Por regla general, habrá simpatía hacia las
personas que respondan a los intereses del sujeto y que lo valoren. La
simpatía supone pues, por una parte, una valoración mutua y, por otra,
una escala común de valores que permita los intercambios. Esto es lo que
el lenguaje expresa diciendo que la gente que se quiere "se entiende",
"tiene los mismos gustos", etc. Y sobre la base de esa escala común se
efectuarán precisamente las valoraciones mutuas. Por el contrario, la
antipatía nace de la desvaloración, y ésta se debe a menudo a la
ausencia de gustos comunes o de escala común de valores- Basta observar
al niño pequeño en la elección de sus primeros camaradas o en su
reacción ante los adultos extraños a la familia para poder seguir el
desarrollo de esas valoraciones interindividuales. En cuanto al amor del
niño hacia los padres, los lazos de la sangre estarían muy lejos de
poder explicarlo sin esa comunicación intima de valoración que hace que
casi todos los valores de los pequeños dependan de la imagen de la madre
o del padre. Ahora bien, entre los valores interindividuales así
constituidos, hay algunos que merecen destacarse: son precisamente los
que el niño pequeño reserva para aquéllos que juzga superiores a él:
ciertas personas mayores y los padres. Un sentimiento particular
corresponde a esas valoraciones unilaterales: el respeto, que es un
compuesto de afecto y de temor, y es de notar que el temor marca
precisamente la desigualdad que interviene en esta relación afectiva.

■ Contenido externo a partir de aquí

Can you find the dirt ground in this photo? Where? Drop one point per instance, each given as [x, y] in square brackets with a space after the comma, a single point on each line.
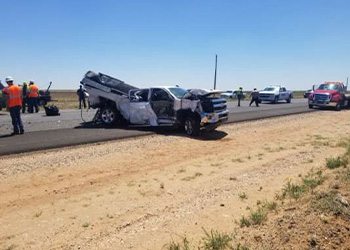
[142, 193]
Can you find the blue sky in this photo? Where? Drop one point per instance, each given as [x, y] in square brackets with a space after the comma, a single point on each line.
[258, 42]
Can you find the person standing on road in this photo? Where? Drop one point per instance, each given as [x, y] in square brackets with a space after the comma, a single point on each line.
[24, 97]
[81, 94]
[239, 95]
[15, 104]
[255, 97]
[33, 97]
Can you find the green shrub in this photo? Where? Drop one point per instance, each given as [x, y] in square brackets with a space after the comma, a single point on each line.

Pero el respeto, como ha demostrado Bovet, es el origen de los primeros
sentimientos morales. Basta, en efecto, que los seres respetados den al
que les respeta órdenes y, sobre todo, consignas, para que éstas se
conviertan en obligatorias y engendren, por lo tanto, el sentimiento del
deber. La primera moral del niño es la de la obediencia y el primer
criterio del bien es, durante mucho tiempo, para los pequeños, la
voluntad de los padres.
Los valores morales así constituidos son,
pues, valores normativos, en el sentido de que no están ya determinados
por simples regulaciones espontáneas, a la manera de las simpatías o
antipatías, sino que, gracias al respeto, emanan de reglas propiamente
dichas. ¿Pero cabe concluir de ello que, a partir de la primera
infancia, los sentimientos interindividuales son susceptibles de
alcanzar el nivel de lo que llamaremos en adelante operaciones afectivas
por comparación con las operaciones lógicas, es decir, sistemas de
valores morales que se implican racionalmente unos en otros como es el
caso en una conciencia moral autónoma?
No parece ser así, ya que los
primeros sentimientos morales del niño siguen siendo intuitivos, a la
manera del pensamiento propio de todo este periodo del desarrollo. La
moral de la primera infancia, en efecto, no deja de ser heterónoma, es
decir, que sigue dependiendo de una voluntad exterior que es la de los
seres respetados o los padres. Es interesante, a este propósito,
analizar las valoraciones del niño en un terreno moral tan bien definido
como el de la mentira. Gracias al mecanismo del respeto unilateral, el
niño acepta y reconoce la regla de conducta que impone la veracidad
mucho antes de comprender por sí mismo el valor de la verdad y la
naturaleza de la mentira.
A través de sus hábitos de juego y de
imaginación, así como de toda la actitud espontánea de su pensamiento,
que afirma sin pruebas y asimila lo real á la actividad propia sin
preocuparse por la objetividad verdadera, el niño pequeño llega a
deformar la realidad y doblegaría a sus deseos. Y así le ocurre que
tergiversa una verdad sin sospecharlo y esto es lo que se ha llamado la
"pseudo-mentira" de los pequeños (la "Scheinlúge" de Stern). Sin
embargo, acepta la regla de veracidad y reconoce como legítimo que se le
reproche o castigue por sus mentiras. Pero, ¿cómo valora estas últimas?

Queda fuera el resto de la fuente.